O Brasil, que enfrenta uma das piores crises fiscais dos últimos tempos, sofre a cada dia novos baques com decisões nada oportunas dos detentores do poder que não se preocupam em comprometer, ainda mais, as já combalidas contas públicas. A última delas foi a determinação do ministro Ricardo Lewandowski, do Supremo Tribunal Federal (STF), no sentido de que o reajuste dos servidores públicos federais seja pago na folha do ano que vem, quando a previsão era de que o pagamento só se daria em 2020, o que contribuiria para a contenção dos gastos do governo que está chegando.
A iniciativa descabida de Lewandowski contradiz medida provisória assinada, em setembro, pelo presidente Michel Temer, que adiou o aumento dos salários dos funcionários públicos civis da União, justamente para que as contas de 2019 pudessem fechar dentro da previsão. Com a decisão solitária e fora de hora do ministro, o impacto na folha do funcionalismo será de R$ 4,7 bilhões, montante não previsto no orçamento do próximo ano. Isso significa que, para cobrir o rombo, o novo governo que tomará posse em janeiro terá de encontrar outra fonte de receita, o que pode atingir os programas sociais voltados para os mais pobres.

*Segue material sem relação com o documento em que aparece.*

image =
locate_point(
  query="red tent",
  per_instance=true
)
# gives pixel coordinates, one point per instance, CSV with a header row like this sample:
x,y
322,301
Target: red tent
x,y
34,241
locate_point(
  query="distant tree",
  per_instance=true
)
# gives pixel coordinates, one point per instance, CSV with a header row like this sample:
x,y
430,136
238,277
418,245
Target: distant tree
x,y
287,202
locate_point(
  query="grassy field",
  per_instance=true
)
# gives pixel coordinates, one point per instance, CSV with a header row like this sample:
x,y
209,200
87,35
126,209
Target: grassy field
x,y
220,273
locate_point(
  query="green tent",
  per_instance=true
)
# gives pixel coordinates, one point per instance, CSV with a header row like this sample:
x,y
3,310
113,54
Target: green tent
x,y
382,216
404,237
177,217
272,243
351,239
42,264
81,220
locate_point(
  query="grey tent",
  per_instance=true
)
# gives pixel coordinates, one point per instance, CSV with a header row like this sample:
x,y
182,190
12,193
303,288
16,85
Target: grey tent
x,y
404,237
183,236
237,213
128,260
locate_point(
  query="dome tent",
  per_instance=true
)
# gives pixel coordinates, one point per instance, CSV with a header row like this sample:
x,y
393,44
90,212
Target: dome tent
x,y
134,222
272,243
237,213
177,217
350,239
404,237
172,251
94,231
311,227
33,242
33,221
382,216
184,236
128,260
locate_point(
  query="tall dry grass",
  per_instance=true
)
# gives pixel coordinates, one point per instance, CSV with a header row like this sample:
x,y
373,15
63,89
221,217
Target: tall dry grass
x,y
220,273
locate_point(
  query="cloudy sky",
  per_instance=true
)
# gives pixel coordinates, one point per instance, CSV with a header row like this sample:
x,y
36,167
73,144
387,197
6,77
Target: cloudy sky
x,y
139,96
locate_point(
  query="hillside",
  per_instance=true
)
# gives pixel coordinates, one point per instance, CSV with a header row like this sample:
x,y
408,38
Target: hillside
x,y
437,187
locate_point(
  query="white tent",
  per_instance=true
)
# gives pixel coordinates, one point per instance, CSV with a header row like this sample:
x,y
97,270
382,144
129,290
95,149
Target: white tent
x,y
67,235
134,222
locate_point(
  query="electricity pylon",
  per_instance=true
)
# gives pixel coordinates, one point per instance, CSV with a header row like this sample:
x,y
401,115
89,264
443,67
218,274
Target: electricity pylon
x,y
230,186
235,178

A questão que se impõe é que sem o adiamento do reajuste previsto pela MP de Temer, a equipe do presidente eleito Jair Bolsonaro não terá como abrir espaço dentro do teto de gastos implementado pelo atual governo - o mecanismo limita o crescimento das despesas governamentais à inflação. A folga prevista era considerada importante para o funcionamento da máquina estatal em 2019 sem risco de colocar em perigo a prestação de serviços essenciais, que já são precários, nas áreas da saúde, educação e segurança.
O que causa certa perplexidade, por causa das dificuldades econômicas e financeiras do país, é que a decisão de Lewandowski beneficia um segmento privilegiado da população, aquinhoado com os melhores salários pagos pelo poder público. De acordo com o Ministério do Planejamento, Desenvolvimento e Gestão, serão agraciados com o aumento salarial 372 mil servidores ativos e inativos. Mais grave é que de nada adiantou a tentativa das autoridades de enxugamento da máquina administrativa, uma vez que as 124 mil funções, gratificações e cargos comissionados, que seriam extintos pela medida provisória, continuarão existindo.
O que assusta é que o ministro do STF é o relator de outras seis ações em que as categorias profissionais de servidores pedem o pagamento de aumento também no ano que vem, sob a alegação de ter direito adquirido ao reajuste, já que o mesmo foi publicado em lei antes de ser adiado, pela MP, para 2020. Tudo indica que serão acatadas por Lewandowski, pois a manobra dele na recente derrubada da MP já tinha sido feita anteriormente, quando ele revogou outra PM que tratava da mesma matéria.